The Mongoose SVG ones are a family of cat-shaped, predatory, placental, infraclass, mammal class, or animal subtype Vertebrates, such as the Chord ones. It was separated from the Viverridae family and became independent.
The mangosteen is distinguished from its “former relatives” by morphological, genetic and ecological characteristics, such as the absence or reduction of membrane between the fingers, loose claws, small rounded auricles, mostly daytime and terrestrial lifestyles.
Mangosteen monkeys are small predators. They have a slender elongated body, a small head and a long tail. Their body length without a tail varies from 16 to 71 cm.
The tail of the animal is cone-shaped (thick at the base and narrowing to the end), 19-47 cm long. As a rule, the tail of the mongoose is two thirds of its body length.
Animals weigh from 210 g to 7 kg (rarely up to 9 kg). Asian species are usually larger than African species.
The smallest in the family is the dwarf Mongoose SVG (Helogale parvula), with a body of 16-23 cm, a tail of 14-19 cm and a weight of 210 to 420 g.
The heaviest is the Egyptian mongoose, or ichneumon (lat. Herpestes ichneumon). Adult ichneumon weighs 7-9 kg.
Crab-eatering mongoose (lat. Herpestes urva) – the longest in the family. Its size together with its tail reaches 85 cm.
But the largest is considered to be the white-tailed mongoose (lat. Ichneumia albicauda): its body length with a head is 47-71 cm, tail length – 35,5-47 cm, height in shoulders – about 25 cm, weight reaches 1,8-5,2 kg.
The neck of the mongoose is small, elongated, the ears are small and rounded.
Animal eyes are light honey with horizontal, narrow, less often round pupils. Horizontal shape of pupils is typical for herbivorous animals.
Representatives of this family may have from 32 to 40 teeth, their number depends on the species.
The legs of the animal are short, five-finger, with loose, long, slightly curved and blunt claws.

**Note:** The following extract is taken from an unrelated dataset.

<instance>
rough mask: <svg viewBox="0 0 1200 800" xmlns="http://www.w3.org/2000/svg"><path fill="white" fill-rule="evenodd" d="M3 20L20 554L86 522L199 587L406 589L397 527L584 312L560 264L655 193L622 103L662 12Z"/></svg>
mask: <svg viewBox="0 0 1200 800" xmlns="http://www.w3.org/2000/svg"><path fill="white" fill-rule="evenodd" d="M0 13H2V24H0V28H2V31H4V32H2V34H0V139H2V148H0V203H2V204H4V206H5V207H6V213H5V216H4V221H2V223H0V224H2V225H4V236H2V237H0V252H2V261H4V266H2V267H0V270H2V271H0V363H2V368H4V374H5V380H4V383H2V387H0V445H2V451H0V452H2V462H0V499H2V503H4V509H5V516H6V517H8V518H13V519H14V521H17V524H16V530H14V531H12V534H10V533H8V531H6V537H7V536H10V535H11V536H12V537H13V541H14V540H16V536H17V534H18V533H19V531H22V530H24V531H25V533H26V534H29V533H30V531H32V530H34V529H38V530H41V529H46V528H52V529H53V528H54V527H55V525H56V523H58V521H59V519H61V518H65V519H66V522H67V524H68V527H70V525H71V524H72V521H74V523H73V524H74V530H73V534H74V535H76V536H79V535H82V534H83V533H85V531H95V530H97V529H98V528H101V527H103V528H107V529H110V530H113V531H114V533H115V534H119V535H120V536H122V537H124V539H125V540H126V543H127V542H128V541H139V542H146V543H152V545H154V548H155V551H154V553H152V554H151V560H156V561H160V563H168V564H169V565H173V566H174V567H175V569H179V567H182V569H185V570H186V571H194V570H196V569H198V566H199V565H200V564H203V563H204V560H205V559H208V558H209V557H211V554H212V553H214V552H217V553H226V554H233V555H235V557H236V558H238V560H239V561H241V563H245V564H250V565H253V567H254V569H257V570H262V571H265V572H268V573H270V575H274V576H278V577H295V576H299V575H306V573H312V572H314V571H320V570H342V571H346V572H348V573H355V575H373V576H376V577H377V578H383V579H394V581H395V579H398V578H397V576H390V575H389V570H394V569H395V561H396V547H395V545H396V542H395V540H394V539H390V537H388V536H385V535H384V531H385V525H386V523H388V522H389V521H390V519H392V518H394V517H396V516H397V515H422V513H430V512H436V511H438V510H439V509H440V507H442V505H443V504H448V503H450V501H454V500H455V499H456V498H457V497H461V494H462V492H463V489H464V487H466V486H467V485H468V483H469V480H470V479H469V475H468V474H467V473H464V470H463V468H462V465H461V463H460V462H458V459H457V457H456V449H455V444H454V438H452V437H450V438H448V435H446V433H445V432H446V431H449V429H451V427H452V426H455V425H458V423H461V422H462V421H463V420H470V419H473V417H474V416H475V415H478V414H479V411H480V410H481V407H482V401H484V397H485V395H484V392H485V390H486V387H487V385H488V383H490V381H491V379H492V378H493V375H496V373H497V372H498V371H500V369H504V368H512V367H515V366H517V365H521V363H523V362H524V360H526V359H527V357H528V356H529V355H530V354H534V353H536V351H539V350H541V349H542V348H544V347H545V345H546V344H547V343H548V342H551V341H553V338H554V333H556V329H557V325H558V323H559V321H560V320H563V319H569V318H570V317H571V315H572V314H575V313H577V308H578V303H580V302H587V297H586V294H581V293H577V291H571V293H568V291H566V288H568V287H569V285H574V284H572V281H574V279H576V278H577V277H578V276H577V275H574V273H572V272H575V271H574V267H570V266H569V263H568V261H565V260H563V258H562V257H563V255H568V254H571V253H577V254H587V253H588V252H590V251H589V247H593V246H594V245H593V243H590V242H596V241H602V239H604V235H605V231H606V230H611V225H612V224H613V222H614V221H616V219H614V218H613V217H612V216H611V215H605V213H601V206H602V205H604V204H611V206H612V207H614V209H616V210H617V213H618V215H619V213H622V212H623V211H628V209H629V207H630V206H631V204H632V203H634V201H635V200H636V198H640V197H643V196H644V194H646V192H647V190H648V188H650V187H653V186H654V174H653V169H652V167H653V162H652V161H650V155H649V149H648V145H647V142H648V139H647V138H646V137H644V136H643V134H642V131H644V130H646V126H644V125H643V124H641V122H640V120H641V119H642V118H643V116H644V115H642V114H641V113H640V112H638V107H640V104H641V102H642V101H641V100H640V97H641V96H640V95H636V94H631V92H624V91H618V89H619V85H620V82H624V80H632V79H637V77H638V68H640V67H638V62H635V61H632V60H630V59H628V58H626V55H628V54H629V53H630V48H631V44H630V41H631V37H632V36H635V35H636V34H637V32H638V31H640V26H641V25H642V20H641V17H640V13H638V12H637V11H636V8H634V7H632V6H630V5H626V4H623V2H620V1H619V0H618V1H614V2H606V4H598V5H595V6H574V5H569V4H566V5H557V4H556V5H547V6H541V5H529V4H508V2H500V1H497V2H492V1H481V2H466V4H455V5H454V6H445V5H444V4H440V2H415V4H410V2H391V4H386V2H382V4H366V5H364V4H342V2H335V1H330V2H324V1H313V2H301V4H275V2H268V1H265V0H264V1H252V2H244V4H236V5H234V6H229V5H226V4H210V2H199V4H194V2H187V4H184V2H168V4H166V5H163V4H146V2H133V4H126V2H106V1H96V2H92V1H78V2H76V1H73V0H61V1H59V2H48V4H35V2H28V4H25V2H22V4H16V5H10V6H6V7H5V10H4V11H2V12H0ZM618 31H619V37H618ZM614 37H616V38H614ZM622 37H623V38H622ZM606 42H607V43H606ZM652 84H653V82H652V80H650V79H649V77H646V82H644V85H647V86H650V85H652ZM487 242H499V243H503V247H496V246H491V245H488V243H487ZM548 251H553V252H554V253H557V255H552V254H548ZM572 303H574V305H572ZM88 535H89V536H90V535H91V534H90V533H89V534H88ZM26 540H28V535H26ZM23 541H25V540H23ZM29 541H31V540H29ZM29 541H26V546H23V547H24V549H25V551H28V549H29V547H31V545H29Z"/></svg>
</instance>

With the help of claws, the mongoose digs underground passages, protects itself from enemies, and can occasionally climb trees.
All mongoosees are fingers (fingers) with or without a reduced membrane between them. Most mongoosets stand on their hind legs like gophers and straighten their backs completely for a better view.
The Mongoose SVG coat is rough, made up of fluff and a long, rigid awn. It is often grey or brown, and less often brown, yellowish, black or red.
It is also monotonous, striped, saddled or speckled. There are individuals with circular patterns on their tails. The stripes are usually placed on the shoulders.
Body colouring often differs from that of limbs, tail or tip. For example, two species of Madagascar’s mongoose species have longitudinal stripes on their backs, and a third species has a striped tail. The striped mongoose (Herpestes vitticollis) has dark transverse lines on its back according to its name.
Intra-species variations in colouring are possible. For example, the slender mongoose (Latin Galerella sanguinea) is usually grey or yellow-brown, and in the Kalahari desert it has a red color, and individuals of black color are also found. In India, the islands of Java and Sumatra are home to a dwarf mongoose with black wool and fine yellow speck.
The mongoose mongoose, in contrast to the weaver mongoose, has anal, not anal fragrant glands. In many species, they are large bags with at least two holes. Males and females leave odorous marks from anal and cheek glands.
Animals have excellent eyesight, sense of smell and hearing. The water mongoose (lat. Atilax paludinosus) is also perfectly developed in touch. Excellent reaction of animals allows you to easily control a strong, flexible body and make lightning rolls.
The Mongooses SVG are very “chatty”, they make various sounds: squealing, growling, clucking, barking, purring, and intermittent high screams. Each of them has its own meaning. With sounds like clucking, the mongoose warns the attacker: “Don’t touch me – it’ll get worse,” the almost dog barking is a signal of general anxiety, the jerky high screams are call signs for backward cubs.